Much ado about not too much I am afraid. This strikes me as the $50 face value on the gold American Eagle. I don't even need the legal tender guarantee to make me want to honor that exchange.

Note: A Russian reader informs me that ALL such coins have always been considered legal tender there, as if it matters, given their largely symbolic face value.

Well Aren't These Fine
By Demetrius Tucker
19 December 2012
Tallinn, Estonia

It seems 2012 is not yet done with its surprises. The Central Bank of Russia has issued three values of bullion (300,000 31.1g silver pieces with a 3RUB face value, 300,000 7.78g gold pieces with 50RUB face, & 100,000 15.55g gold pieces with a 100RUB face value) that can be used as legal tender beginning, well, TWO DAYS AGO!

If you don’t yet understand the ramifications of such a move, don’t worry, it’s not too late. But you want to begin reading now – starting with the history of metals as money...

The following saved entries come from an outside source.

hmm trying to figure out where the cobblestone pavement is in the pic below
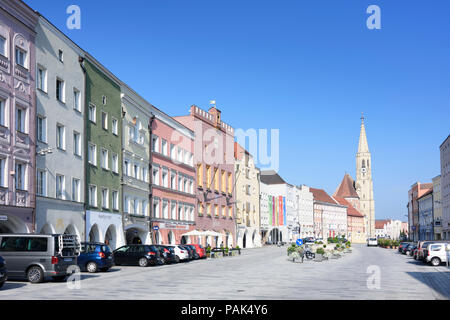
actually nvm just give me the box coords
[0,244,449,300]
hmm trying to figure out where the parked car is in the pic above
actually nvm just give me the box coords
[398,242,412,253]
[407,244,417,256]
[77,242,113,273]
[413,247,419,260]
[0,234,79,284]
[401,243,414,255]
[424,242,450,266]
[367,238,378,247]
[168,245,189,262]
[418,240,450,261]
[113,245,160,267]
[303,237,315,244]
[187,243,206,259]
[0,255,7,289]
[179,244,197,260]
[154,245,176,264]
[185,244,200,259]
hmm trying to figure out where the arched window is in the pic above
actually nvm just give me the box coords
[367,160,370,168]
[362,160,366,168]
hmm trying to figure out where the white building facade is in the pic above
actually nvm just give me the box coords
[35,16,85,240]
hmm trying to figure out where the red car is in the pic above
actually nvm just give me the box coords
[187,244,206,259]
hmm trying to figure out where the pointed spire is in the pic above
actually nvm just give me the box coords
[358,113,370,153]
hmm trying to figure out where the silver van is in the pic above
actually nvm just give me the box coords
[0,234,80,283]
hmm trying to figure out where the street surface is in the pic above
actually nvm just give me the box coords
[0,245,449,300]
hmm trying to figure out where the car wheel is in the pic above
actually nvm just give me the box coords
[27,266,44,284]
[139,257,148,267]
[406,251,410,256]
[431,257,441,266]
[86,262,98,273]
[175,256,180,263]
[52,275,67,282]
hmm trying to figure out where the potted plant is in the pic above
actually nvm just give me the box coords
[315,247,325,262]
[206,246,211,258]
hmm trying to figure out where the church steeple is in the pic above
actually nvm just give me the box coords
[358,113,370,154]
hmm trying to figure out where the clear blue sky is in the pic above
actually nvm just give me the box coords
[25,0,450,222]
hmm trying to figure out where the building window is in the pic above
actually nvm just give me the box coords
[171,202,177,220]
[101,149,109,170]
[170,171,176,189]
[228,173,232,194]
[112,153,118,173]
[178,148,183,163]
[73,131,81,156]
[102,112,108,130]
[142,167,148,182]
[112,118,118,135]
[56,78,65,103]
[162,169,168,188]
[178,176,183,192]
[197,164,203,188]
[163,200,169,219]
[198,202,203,216]
[134,198,139,214]
[101,188,109,209]
[0,36,6,57]
[214,205,219,217]
[88,104,96,123]
[112,191,119,210]
[88,143,97,166]
[72,178,80,202]
[153,198,160,218]
[15,47,26,67]
[73,89,81,112]
[178,205,183,221]
[142,200,148,216]
[37,67,47,92]
[124,196,130,213]
[15,162,25,190]
[221,170,226,193]
[153,167,160,186]
[152,135,159,153]
[161,139,168,156]
[56,124,65,150]
[58,50,64,62]
[36,169,46,196]
[0,99,5,127]
[16,107,26,133]
[102,96,107,105]
[37,116,47,143]
[206,166,211,189]
[89,185,97,207]
[56,174,65,200]
[214,168,219,191]
[170,144,176,160]
[133,164,139,179]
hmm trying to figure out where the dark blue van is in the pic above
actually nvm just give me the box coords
[77,242,113,273]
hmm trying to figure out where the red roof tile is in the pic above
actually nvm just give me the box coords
[310,188,338,205]
[333,196,364,217]
[333,174,359,198]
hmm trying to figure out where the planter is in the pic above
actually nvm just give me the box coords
[314,253,323,262]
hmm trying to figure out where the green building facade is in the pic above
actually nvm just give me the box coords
[83,56,125,249]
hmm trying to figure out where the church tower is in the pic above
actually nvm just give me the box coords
[355,114,375,237]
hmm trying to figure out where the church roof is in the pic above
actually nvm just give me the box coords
[333,196,364,217]
[260,170,286,185]
[358,114,370,153]
[333,174,359,199]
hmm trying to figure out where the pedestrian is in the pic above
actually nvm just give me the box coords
[220,241,224,248]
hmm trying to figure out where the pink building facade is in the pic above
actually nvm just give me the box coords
[175,104,236,247]
[0,0,38,234]
[150,114,197,245]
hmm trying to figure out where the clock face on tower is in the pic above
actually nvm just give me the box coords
[361,167,367,174]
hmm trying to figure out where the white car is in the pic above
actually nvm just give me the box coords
[169,245,189,262]
[367,238,378,247]
[425,243,450,266]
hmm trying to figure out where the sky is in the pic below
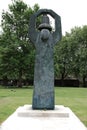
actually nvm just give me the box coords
[0,0,87,35]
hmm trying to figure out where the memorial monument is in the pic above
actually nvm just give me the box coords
[1,9,86,130]
[29,9,62,109]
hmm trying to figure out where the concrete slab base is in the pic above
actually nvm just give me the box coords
[1,105,87,130]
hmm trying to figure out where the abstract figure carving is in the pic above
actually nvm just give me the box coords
[29,9,62,109]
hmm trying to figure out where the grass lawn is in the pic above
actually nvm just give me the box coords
[0,87,87,126]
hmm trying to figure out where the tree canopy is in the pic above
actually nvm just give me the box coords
[0,0,87,87]
[0,0,39,87]
[54,26,87,87]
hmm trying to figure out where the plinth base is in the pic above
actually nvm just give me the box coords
[1,105,87,130]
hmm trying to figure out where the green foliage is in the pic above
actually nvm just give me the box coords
[54,25,87,87]
[0,0,39,87]
[0,0,87,87]
[54,35,72,80]
[70,26,87,86]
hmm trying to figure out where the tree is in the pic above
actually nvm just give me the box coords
[0,0,39,87]
[54,34,73,86]
[64,26,87,87]
[54,25,87,87]
[55,25,87,87]
[76,26,87,87]
[67,27,81,79]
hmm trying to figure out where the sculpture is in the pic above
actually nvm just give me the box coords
[29,9,62,109]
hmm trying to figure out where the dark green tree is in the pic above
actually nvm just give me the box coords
[69,26,87,87]
[54,34,73,86]
[0,0,39,87]
[54,26,87,87]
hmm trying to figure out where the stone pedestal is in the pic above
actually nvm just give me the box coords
[1,105,87,130]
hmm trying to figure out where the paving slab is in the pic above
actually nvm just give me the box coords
[1,105,87,130]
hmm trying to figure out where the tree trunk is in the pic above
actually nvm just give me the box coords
[82,75,86,88]
[61,65,66,87]
[2,76,8,86]
[61,73,65,87]
[17,70,22,88]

Read the entire report here.


Here is a Google translation of the Russian document.

The Central Bank of the Russian Federation (Bank of Russia)

Department of External and Public Relations

107016, Moscow, ul. Neglinnaya, 12, tel.: (495) 771-4417, 771-4669, fax: (495) 771-4932; http://www.cbr.ru

INFORMATION

On the issue of investment appeal of precious metal coins

Department of External and Public Relations of the Bank of Russia informs that on 17 December 2012 in the framework of the monetary program "Sochi 2014" Bank of Russia issues a bullion coins dedicated to the XXII Olympic Winter Games 2014 in Sochi: 3 Rubles silver, gold nominal 50 and $ 100, with the year of issue "2012".

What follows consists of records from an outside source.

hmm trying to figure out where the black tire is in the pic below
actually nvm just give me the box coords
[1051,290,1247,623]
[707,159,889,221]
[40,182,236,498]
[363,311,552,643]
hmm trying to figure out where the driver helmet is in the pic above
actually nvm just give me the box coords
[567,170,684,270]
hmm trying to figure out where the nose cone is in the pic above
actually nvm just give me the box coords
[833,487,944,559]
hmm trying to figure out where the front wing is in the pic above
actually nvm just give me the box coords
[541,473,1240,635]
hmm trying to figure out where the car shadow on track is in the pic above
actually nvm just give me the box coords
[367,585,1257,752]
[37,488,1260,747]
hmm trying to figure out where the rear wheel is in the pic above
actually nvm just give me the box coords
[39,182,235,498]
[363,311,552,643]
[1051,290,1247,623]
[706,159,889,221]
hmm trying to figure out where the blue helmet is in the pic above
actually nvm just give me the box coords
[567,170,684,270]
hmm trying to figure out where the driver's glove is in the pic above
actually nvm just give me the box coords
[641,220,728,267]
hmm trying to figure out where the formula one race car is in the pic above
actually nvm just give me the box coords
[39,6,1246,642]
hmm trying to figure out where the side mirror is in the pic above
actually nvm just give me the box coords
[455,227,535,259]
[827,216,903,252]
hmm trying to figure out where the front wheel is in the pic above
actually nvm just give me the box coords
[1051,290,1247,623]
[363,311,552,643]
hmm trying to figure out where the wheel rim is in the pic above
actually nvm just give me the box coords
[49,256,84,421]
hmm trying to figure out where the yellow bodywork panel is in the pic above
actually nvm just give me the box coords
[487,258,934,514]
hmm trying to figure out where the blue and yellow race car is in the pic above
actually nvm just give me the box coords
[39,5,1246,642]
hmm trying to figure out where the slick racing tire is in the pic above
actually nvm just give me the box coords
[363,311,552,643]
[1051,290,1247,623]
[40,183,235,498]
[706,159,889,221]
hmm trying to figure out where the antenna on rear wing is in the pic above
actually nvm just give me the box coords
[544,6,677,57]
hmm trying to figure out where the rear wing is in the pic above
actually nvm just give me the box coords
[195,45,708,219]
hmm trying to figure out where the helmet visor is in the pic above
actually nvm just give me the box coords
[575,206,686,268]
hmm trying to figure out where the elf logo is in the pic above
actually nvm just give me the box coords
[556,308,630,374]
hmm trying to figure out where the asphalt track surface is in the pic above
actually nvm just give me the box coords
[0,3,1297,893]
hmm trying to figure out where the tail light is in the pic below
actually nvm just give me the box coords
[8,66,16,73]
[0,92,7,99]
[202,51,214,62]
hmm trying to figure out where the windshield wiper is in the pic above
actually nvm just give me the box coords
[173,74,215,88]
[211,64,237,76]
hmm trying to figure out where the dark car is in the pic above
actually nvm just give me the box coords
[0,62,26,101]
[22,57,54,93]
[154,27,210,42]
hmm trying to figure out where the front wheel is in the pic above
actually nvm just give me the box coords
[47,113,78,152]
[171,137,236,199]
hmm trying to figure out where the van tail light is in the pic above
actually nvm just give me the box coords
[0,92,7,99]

Investment silver coin of 3 Rubles (fine metal content 31.1 g, fineness 999, catalog № 5111-0247) has a rectangular shape with rounded corners, length 35.0 mm and a width of 23.0 mm.

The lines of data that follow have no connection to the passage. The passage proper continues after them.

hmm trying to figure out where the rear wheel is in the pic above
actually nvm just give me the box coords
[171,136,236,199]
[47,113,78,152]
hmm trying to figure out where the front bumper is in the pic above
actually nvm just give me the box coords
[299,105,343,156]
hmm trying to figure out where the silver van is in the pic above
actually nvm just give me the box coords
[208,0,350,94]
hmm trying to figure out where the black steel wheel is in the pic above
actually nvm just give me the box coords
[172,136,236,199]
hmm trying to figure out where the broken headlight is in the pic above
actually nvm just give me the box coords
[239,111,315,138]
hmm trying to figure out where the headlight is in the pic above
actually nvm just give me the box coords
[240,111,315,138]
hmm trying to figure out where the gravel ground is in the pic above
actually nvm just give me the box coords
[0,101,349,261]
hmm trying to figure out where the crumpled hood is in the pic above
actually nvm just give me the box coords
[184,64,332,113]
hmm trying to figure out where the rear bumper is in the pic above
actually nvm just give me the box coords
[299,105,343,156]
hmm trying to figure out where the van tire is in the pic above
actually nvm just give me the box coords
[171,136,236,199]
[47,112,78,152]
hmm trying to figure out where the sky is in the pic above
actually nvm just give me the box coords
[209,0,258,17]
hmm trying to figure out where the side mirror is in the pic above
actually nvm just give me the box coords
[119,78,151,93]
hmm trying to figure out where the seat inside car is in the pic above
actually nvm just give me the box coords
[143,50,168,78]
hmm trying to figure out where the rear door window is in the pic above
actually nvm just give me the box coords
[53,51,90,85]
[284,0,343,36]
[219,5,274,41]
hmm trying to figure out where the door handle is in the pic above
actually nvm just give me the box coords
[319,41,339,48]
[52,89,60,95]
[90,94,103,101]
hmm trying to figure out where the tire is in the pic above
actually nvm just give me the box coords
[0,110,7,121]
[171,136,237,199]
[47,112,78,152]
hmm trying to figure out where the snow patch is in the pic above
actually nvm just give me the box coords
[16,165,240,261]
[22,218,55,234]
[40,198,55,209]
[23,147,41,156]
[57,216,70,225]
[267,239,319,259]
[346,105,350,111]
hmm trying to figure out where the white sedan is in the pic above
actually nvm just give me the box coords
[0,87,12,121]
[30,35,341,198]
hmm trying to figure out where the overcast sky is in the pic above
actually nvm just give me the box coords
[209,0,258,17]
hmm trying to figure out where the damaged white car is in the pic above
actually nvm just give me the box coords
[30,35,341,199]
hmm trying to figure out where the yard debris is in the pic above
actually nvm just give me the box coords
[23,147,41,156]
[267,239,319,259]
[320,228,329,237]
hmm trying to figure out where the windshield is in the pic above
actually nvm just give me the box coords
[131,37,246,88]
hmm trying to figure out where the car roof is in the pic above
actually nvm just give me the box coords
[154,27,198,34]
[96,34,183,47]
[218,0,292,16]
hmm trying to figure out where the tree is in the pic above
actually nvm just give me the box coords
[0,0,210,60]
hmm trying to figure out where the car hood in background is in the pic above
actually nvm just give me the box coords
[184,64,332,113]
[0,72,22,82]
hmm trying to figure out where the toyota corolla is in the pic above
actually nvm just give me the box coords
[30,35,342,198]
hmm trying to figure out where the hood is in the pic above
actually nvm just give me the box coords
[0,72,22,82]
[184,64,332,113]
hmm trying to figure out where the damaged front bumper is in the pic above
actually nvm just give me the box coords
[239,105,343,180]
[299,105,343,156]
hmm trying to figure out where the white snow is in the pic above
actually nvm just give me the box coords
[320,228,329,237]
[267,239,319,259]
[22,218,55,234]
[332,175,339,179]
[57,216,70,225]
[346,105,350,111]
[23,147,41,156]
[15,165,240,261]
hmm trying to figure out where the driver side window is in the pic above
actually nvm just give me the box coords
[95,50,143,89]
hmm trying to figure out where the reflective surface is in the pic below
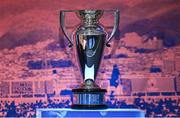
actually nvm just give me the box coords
[73,93,104,105]
[76,34,105,81]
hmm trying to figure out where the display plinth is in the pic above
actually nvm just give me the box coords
[36,108,145,118]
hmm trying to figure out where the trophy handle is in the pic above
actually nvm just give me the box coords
[104,10,120,47]
[60,10,75,47]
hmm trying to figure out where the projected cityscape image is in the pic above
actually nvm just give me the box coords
[0,0,180,117]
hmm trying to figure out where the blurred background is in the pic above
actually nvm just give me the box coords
[0,0,180,117]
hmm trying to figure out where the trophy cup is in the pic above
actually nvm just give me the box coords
[60,10,119,109]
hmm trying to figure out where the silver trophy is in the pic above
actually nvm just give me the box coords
[60,10,119,109]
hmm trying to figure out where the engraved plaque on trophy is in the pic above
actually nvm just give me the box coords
[60,10,119,109]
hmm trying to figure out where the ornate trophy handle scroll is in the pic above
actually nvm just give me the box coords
[104,9,120,47]
[60,10,75,47]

On the front and back of the coin is raised.

The obverse of the coin features the relief of the State Emblem of the Russian Federation, there are inscriptions in two lines at the top of "the Russian Federation", below face value coins - "RR 3" and the year of issue - "2012", indicate the metal in the periodic table of elements D. I. Mendeleev, fineness, the mint trademark and the fine metal content...

The coins are legal tender cash payment in the Russian Federation and must be accepted at face value in all kinds of payments without any restrictions.

December 17, 2012

Using materials reference to the Department of External and Public Relations of the Bank of Russia is required.